L'exécutif incite à regarder ailleurs, se défausse ou invoque le contexte mondial. Personne n'est dupe : lui, ses conseillers, et les responsables de son administration, notamment RTE
(gestionnaire du réseau de transport d'électricité) et la Commission de régulation de l'énergie (CRE), sont bien les coresponsables de ce qui est en train de nous arriver. Depuis l'élection présidentielle de 2012, des décisions politiques malheureuses ont été prises en oubliant les lois de la physique et en occultant les conséquences de ces choix, malgré les mises en garde de l'Autorité de sûreté nucléaire (ASN).
Ainsi, ce sont 12 gigawatts (GW) de capacités de production d'électricité pilotables qui ont été supprimés depuis dix ans, avec notamment la fermeture avancée de la centrale nucléaire de Fessenheim (Alsace) – pourtant en parfait état de fonctionnement –, une véritable faute industrielle exigée par l'écologie politique, une trahison énergétique.
Plusieurs mises en garde
La fermeture de ce qui représente plus de 10 % des capacités de production comme le désinvestissement dans le nucléaire sont la cause de la crise française, en dépit des recommandations de tous les présidents de l'ASN, depuis 2007, alertant sur la nécessité de disposer de capacités de production de réserve pour pouvoir faire face à un incident générique sur le parc nucléaire. L'arrêt d'une partie de ce parc pour des phénomènes de corrosion sous contrainte constitue un tel incident, toujours possible dans tout système industriel. Les décisions de fermetures ont été le choix de politiques restés sourds aux avis techniques compétents. Se défausser sur le seul parc n'est pas recevable.

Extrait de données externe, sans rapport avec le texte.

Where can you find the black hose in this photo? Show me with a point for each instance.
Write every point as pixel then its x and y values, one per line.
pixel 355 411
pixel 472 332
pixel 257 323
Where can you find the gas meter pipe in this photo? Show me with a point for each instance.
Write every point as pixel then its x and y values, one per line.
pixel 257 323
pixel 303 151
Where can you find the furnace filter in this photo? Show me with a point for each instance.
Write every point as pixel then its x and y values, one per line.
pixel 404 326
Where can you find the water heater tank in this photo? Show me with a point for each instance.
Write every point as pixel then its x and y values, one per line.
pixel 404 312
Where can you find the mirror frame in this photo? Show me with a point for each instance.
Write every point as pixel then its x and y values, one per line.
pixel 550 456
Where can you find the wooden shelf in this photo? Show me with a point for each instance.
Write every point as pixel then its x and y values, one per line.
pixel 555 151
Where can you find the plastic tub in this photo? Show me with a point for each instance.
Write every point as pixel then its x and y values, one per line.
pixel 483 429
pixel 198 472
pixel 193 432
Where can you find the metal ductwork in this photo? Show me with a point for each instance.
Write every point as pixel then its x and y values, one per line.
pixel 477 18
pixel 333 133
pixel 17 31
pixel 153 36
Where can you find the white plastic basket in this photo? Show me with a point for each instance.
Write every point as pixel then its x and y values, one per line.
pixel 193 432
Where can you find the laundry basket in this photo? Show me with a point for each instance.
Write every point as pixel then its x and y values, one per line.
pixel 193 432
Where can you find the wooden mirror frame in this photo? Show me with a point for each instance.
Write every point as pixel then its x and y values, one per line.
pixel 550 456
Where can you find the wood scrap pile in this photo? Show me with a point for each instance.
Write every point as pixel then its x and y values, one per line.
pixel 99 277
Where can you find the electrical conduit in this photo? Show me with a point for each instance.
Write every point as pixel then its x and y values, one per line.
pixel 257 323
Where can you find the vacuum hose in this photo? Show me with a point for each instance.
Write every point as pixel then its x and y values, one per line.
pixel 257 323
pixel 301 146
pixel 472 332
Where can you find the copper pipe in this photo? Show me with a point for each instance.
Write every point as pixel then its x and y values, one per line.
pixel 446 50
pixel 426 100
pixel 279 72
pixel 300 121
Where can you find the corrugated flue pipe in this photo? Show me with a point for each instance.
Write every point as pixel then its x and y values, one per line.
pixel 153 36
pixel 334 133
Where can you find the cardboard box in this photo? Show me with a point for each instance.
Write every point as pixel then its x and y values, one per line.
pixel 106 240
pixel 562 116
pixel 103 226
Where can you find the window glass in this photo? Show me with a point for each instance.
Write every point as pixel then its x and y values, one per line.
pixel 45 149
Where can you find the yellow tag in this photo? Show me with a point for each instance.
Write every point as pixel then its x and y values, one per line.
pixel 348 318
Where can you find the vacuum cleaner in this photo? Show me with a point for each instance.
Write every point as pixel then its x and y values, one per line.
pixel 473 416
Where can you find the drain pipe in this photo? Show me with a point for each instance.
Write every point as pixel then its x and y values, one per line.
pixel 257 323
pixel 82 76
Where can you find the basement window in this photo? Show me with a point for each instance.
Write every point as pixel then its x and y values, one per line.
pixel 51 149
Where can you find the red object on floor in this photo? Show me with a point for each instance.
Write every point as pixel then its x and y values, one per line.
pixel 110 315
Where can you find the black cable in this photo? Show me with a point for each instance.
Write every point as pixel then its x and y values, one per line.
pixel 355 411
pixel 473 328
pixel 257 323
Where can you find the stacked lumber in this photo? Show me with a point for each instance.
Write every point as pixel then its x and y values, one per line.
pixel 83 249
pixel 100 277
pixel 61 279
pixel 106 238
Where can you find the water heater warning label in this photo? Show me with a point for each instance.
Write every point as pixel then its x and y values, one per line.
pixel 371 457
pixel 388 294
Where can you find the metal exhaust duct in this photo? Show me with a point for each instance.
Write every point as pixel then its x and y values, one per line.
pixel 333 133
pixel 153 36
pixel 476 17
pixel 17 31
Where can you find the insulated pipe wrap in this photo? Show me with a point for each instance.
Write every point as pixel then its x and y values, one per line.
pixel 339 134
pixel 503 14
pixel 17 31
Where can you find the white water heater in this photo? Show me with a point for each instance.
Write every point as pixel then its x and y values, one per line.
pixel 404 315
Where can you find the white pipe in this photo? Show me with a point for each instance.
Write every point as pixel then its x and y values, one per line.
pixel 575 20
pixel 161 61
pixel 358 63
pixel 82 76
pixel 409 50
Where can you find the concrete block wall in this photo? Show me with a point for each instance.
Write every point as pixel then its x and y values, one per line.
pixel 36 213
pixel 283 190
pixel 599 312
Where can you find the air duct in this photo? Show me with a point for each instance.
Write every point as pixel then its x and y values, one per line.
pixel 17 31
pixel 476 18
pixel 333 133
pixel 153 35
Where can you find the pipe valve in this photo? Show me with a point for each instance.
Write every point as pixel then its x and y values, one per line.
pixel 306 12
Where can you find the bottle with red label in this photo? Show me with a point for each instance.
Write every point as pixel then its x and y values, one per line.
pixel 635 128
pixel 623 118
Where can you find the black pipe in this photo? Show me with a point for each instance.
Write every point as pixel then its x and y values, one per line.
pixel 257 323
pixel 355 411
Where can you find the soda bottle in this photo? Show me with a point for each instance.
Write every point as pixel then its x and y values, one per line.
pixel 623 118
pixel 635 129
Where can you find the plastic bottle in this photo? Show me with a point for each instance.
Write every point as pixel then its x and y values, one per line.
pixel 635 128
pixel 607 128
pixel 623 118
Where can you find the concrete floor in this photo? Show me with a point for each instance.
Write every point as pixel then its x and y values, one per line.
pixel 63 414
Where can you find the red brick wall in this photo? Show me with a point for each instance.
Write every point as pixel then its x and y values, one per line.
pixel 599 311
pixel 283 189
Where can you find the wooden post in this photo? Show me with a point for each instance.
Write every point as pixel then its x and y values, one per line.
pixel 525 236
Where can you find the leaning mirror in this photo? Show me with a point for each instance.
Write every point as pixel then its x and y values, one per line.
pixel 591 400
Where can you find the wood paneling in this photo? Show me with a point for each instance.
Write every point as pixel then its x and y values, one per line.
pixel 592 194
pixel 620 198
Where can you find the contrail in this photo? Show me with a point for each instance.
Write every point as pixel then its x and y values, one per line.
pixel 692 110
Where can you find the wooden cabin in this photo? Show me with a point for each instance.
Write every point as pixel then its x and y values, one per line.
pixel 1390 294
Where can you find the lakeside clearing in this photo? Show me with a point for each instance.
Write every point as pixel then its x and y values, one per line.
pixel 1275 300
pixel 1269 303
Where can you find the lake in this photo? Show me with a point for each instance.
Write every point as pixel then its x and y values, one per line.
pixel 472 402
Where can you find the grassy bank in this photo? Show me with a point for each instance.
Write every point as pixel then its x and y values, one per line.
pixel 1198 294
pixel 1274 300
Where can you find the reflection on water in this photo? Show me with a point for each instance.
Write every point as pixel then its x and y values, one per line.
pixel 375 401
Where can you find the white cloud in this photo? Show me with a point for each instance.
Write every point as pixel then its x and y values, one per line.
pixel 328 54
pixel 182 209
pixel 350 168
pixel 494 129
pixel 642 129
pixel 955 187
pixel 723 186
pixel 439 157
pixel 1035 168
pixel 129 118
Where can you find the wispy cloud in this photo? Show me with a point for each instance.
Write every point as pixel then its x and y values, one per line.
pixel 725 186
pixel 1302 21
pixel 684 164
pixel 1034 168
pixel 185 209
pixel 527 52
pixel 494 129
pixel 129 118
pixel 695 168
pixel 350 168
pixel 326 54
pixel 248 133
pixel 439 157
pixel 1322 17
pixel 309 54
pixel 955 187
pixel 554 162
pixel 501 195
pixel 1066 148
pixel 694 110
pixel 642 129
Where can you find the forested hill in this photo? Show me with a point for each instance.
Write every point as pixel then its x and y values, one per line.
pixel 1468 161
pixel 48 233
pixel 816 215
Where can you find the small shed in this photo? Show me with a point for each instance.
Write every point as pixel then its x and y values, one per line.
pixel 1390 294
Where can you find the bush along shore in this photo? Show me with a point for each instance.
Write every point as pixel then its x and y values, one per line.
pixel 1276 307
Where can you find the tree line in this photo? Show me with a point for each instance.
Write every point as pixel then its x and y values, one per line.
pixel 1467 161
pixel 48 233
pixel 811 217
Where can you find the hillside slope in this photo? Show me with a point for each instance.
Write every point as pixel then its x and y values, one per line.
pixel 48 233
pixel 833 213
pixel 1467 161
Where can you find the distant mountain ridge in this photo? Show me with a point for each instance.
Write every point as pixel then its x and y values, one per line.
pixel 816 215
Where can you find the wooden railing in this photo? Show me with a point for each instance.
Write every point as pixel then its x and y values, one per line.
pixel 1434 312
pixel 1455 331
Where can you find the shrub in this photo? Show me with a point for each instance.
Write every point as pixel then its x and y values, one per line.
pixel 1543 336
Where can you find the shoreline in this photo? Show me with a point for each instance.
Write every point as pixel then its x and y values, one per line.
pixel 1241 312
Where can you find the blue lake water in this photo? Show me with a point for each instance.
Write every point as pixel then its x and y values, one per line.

De nombreuses voix, en leur temps, avaient aussi mis en garde les gouvernements en 2014, 2017, 2019, sans être entendues. Hélas, les administrations chargées d'alerter les autorités sur les risques évidents résultant de ces décisions sont restées muettes. Un tel entêtement n'aurait pas été possible si la consanguinité entre le politique et les instances de régulation ou de production du secteur, particulièrement perverse, n'avait accouché d'un discours officiel reposant sur des analyses totalement biaisées.
Aveuglement idéologique
Sur le plan gouvernemental, la nomination de ministres militants antinucléaires à la tête du ministère chargé de l'Énergie a fait de la politique énergétique la monnaie d'échange successivement utilisée par François Hollande puis par Emmanuel Macron pour s'allier avec les décroissants et les antinucléaires.
Leurs desseins n'auraient cependant pas été rendus possibles si les agences de l'État n'avaient pas été idéologiquement détournées de leur mission de prospective, de conseil et d'alerte des pouvoirs publics, par des nominations à leur présidence de personnalités politiques, ainsi récompensées pour leur ralliement, en lieu et place de nominations de techniciens reconnus et politiquement non engagés.
C'est le cas, par exemple, de l'Ademe (Agence de l'environnement et de la maîtrise de l'énergie), pilote de la pensée antinucléaire, présidée par Arnaud Leroy, ancien député socialiste, qui a publié un scénario « Vers un mix électrique 100 % renouvelable » (2018) ; ou de la nomination de l'ancien député François Brottes (socialiste), pivot de la loi Royal de 2015, à la tête de RTE, prescrivant la fermeture de 14 réacteurs en 2025, échéance repoussée ensuite à 2035, échéance tout aussi utopique. Puis son remplacement par Xavier Piechaczyk, en 2020, un proche du président de la République qui avait copiloté la rédaction de la loi de 2015.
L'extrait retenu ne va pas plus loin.